Il vento accarezza gli alberi, mormora piano, verde e tenero come la foresta. E il nostro respiro è arancio, come il sole. Io e lui calpestiamo la terra nera, morbida, piena di foglie cadute e tritate e un tappeto di piccole schegge di legno marcio. Il tutto è scuro e umido e profumato di vita, culla di larve, di future farfalle, bruchi, moscerini.
Una nuvola di insetti ronza, ora più forte, ora più piano, con un ritmo che è quasi una musica.

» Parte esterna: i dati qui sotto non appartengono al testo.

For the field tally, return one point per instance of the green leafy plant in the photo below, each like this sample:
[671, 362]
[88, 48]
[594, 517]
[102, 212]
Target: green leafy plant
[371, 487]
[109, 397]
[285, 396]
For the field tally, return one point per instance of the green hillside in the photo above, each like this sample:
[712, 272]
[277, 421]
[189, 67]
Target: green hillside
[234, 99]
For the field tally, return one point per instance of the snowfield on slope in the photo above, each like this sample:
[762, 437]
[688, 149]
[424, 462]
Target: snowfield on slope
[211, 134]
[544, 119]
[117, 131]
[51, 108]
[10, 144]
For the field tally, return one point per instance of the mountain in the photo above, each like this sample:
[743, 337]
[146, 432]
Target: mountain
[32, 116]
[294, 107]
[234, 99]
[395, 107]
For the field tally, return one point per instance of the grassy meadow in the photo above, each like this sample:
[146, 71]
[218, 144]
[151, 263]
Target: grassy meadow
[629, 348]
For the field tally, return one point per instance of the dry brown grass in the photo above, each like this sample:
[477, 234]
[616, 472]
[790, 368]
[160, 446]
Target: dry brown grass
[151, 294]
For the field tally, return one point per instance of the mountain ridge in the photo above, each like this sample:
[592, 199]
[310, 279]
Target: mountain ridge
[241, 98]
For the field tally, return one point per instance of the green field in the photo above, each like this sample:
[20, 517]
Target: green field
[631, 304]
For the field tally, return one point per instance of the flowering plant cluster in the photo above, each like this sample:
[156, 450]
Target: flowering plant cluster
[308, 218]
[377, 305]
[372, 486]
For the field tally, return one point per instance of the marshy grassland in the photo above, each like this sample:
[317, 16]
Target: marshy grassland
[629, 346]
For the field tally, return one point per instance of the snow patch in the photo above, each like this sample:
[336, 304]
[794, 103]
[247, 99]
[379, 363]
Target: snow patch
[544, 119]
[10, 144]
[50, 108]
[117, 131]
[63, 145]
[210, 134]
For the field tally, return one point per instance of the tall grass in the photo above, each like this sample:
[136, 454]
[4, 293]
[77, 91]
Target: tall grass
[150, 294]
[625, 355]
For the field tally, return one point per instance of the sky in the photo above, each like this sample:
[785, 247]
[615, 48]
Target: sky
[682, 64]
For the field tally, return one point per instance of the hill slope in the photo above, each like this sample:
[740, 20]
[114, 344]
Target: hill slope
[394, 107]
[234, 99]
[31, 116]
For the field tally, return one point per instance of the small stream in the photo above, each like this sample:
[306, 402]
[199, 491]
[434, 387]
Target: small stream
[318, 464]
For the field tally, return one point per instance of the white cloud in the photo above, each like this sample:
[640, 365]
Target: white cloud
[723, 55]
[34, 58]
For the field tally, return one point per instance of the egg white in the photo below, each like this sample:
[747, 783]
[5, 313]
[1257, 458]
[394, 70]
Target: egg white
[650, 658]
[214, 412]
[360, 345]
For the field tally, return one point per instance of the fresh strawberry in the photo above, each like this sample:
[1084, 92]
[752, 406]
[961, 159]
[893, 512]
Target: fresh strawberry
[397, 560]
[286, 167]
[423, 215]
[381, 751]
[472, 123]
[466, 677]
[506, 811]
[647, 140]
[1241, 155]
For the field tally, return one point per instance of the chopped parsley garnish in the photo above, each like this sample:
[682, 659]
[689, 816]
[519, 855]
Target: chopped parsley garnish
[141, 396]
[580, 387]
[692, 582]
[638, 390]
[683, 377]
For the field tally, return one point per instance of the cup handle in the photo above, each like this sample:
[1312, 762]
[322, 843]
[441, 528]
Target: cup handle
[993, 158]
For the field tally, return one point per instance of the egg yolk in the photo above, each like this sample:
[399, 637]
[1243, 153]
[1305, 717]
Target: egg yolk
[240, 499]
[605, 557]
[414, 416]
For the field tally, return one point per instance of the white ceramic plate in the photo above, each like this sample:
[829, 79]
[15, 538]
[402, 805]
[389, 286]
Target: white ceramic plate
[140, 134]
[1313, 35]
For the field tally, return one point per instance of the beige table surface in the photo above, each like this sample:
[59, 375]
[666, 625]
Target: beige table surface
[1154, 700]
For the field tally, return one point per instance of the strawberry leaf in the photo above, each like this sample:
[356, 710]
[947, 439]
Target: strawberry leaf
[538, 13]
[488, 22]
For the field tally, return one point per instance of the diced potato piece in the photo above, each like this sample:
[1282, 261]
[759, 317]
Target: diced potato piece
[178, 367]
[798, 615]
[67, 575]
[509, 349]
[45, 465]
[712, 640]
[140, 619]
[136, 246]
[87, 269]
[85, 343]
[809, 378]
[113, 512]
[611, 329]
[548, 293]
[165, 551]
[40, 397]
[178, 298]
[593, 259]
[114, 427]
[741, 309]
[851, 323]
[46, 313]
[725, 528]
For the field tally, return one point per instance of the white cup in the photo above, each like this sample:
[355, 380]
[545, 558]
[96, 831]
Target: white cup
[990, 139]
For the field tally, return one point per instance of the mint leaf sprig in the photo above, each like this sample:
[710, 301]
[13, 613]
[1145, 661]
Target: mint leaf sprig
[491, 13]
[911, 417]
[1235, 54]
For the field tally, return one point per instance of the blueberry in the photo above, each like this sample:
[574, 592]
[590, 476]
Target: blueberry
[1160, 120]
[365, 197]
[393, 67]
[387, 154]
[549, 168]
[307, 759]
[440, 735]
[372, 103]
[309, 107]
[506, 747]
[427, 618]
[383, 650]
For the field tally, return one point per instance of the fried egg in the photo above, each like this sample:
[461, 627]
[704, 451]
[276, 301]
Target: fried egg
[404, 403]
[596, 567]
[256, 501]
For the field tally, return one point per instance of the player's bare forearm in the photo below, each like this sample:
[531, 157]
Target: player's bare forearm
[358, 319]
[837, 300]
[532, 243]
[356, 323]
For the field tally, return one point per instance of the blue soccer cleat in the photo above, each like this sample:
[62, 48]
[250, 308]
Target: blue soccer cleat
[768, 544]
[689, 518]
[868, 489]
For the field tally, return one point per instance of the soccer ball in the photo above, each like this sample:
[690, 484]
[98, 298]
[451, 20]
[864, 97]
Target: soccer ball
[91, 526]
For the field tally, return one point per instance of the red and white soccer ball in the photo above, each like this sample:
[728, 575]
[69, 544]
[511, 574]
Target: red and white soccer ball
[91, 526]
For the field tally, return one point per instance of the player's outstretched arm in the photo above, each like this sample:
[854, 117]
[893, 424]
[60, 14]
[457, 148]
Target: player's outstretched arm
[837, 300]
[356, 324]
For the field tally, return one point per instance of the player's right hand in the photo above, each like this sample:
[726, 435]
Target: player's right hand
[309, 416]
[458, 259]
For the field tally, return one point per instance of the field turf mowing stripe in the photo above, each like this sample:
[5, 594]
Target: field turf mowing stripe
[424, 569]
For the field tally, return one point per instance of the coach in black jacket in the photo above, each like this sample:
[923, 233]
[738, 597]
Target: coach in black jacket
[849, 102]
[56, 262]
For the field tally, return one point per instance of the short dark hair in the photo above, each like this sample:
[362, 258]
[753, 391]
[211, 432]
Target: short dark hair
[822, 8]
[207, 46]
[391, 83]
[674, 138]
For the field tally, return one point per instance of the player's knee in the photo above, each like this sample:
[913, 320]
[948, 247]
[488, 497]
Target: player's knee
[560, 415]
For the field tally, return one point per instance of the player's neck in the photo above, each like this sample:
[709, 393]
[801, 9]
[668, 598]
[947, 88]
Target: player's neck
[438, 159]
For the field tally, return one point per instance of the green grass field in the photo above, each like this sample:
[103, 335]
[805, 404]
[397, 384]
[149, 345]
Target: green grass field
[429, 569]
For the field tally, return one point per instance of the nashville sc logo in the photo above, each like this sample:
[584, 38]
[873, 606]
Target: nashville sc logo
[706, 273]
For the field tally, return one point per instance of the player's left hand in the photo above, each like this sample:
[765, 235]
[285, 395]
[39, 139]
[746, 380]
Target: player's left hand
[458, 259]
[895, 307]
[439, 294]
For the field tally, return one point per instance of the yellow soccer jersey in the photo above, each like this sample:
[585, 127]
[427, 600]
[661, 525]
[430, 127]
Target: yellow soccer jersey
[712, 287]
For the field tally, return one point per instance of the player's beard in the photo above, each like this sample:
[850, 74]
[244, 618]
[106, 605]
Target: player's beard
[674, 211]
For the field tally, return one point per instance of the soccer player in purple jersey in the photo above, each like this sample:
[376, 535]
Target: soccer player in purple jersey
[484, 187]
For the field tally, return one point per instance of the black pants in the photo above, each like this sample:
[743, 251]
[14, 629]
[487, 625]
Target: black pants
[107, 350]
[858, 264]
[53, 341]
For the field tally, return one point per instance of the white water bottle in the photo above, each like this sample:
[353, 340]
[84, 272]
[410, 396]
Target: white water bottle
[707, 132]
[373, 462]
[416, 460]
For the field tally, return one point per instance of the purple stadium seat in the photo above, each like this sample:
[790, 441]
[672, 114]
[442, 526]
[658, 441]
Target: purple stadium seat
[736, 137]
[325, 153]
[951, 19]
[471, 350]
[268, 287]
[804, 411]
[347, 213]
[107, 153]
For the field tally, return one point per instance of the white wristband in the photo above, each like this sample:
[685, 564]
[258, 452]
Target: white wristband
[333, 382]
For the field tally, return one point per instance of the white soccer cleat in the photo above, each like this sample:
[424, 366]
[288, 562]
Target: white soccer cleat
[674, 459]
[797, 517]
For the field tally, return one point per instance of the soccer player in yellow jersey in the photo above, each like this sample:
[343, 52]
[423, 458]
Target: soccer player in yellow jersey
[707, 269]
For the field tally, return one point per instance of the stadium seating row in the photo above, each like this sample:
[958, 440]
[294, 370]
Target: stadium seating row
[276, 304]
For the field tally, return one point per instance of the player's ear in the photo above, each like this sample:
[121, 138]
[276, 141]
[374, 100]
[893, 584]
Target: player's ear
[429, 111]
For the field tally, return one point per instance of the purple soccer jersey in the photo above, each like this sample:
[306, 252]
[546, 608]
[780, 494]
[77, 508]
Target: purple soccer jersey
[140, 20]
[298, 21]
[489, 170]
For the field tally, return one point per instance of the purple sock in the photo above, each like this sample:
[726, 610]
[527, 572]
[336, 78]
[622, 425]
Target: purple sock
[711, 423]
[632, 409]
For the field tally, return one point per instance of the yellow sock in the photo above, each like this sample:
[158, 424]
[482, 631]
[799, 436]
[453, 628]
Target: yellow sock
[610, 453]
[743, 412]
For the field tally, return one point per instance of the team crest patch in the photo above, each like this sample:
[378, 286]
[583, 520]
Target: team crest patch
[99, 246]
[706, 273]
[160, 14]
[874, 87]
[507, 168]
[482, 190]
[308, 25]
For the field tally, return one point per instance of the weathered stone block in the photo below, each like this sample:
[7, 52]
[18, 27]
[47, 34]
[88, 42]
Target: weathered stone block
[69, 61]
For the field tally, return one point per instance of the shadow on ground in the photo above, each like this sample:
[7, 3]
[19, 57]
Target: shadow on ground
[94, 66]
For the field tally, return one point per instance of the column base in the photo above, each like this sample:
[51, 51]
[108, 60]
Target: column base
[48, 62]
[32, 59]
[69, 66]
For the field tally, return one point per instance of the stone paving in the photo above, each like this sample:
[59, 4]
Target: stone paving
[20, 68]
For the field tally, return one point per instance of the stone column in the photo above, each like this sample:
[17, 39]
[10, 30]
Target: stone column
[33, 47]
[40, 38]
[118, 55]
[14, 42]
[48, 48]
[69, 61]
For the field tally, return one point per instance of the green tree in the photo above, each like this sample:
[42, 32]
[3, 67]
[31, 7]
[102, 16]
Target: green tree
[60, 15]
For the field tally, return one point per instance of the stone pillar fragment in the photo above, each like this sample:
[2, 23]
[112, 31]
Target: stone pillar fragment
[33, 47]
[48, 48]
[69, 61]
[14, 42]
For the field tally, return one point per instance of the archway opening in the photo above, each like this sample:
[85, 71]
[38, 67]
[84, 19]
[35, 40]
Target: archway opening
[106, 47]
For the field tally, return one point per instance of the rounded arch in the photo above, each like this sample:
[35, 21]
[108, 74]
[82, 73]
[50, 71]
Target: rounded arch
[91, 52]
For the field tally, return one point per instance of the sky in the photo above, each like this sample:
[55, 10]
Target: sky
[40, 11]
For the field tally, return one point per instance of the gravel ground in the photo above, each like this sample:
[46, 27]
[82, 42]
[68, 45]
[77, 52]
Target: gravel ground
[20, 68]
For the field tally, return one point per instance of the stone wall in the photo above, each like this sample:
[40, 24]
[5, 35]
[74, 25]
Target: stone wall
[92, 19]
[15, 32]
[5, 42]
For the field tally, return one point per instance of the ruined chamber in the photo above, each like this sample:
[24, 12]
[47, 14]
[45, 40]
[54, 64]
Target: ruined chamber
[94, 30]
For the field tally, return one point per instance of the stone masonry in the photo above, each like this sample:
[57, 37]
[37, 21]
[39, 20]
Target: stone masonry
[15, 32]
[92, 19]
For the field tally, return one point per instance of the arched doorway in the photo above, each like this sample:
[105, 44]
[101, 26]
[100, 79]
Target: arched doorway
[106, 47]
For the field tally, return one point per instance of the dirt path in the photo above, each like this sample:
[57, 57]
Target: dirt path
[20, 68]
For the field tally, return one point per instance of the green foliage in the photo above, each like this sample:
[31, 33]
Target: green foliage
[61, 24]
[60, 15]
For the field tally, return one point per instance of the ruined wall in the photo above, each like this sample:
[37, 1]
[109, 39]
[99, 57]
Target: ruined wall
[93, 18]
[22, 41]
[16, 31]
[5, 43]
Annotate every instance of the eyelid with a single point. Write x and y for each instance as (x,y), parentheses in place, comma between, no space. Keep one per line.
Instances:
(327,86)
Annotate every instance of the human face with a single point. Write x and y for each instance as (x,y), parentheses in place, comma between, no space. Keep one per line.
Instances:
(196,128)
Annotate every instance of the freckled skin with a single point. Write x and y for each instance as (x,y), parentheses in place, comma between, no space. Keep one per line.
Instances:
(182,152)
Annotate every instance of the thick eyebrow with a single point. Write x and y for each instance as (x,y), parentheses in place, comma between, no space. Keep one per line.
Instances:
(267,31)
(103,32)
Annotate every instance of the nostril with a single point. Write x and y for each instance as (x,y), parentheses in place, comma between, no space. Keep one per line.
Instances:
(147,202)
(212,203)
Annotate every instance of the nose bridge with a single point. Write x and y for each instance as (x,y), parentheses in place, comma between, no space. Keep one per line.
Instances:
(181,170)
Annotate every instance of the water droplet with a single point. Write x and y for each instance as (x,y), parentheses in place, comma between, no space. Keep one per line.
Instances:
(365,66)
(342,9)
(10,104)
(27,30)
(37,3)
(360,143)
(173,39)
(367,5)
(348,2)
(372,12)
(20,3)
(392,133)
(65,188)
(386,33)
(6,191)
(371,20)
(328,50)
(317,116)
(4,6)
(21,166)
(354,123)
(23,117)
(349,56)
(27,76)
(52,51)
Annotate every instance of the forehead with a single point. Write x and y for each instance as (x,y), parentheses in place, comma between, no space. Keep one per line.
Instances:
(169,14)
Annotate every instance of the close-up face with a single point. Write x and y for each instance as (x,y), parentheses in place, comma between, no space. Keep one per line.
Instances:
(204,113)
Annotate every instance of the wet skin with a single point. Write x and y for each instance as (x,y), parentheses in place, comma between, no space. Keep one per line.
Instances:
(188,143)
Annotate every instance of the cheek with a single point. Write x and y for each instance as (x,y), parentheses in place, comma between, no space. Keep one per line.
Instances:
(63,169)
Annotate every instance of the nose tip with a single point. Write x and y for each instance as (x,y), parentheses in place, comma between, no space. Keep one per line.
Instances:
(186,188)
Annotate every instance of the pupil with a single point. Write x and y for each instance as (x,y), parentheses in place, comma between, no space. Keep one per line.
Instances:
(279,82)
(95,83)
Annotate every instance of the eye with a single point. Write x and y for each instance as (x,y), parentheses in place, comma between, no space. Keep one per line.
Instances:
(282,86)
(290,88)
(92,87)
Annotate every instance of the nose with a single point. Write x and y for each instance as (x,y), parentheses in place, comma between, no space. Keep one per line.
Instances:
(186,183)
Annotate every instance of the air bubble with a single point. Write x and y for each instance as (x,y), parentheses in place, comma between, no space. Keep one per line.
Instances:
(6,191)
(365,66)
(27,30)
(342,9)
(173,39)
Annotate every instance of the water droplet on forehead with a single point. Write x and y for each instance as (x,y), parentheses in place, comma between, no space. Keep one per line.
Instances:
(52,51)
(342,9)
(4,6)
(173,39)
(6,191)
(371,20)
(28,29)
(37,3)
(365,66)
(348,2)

Le ali delle libellule sono iridescenti come una macchia di petrolio sull’asfalto, e il canto degli uccelli fa da melodia trascinante, colonna sonora di questo momento pieno di una strana serenità. E io mi accontento di questo attimo incantato, per un poco, e mi sembra che si allontani la rovina della nostra vita, ridotta da quando ne ho ricordo a questa fuga continua, a questo progettare agguati, e cercare di sfuggire a quelli degli altri. Siamo saltimbanchi di cristallo, io e lui, su una sottile corda tesa, e il suolo è così lontano da dare le vertigini.